Weisman and Tachyon are part of a Bay Area tradition that has produced or been home to Jewish science fiction and fantasy authors including Robert Silverberg, Avram Davidson, Peter S. Beagle and Michael Chabon.

“There’s nothing inherently Jewish about the California landscape. But Californians have always had an eye on the future. The Jews who came here were those who didn’t fit in anywhere else,” Weisman said. “We had new forms of politics that might save the world, free love and drugs. We were somewhat tolerant of unusual sexual orientations, at least sometimes. There was always a feeling here of utopian possibilities.”

Rina and Jacob Weisman in their home office photo/cathleen maclearie

Although Weisman says Jewish culture itself might not have directly influenced science fiction, “many Jews definitely have — beginning in the 1930s with the writer widely regarded as the first modern science fiction writer, Stanley G. Weinbaum.” (In 1995, Tachyon published the first complete edition of his book “The Black Flame.”)

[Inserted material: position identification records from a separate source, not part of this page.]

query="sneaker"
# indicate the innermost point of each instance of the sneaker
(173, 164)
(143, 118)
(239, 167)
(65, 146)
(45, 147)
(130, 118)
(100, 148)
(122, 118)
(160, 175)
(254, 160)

Weisman doesn’t think his own Judaism has consciously influenced his love of science fiction — but “the large number of Jewish authors I’ve published over the years suggests otherwise,” he said. “Perhaps there’s a shared worldview that resonates with me and, hopefully, with non-Jewish readers as well. I think there’s a generally high percentage of Jewish authors in general.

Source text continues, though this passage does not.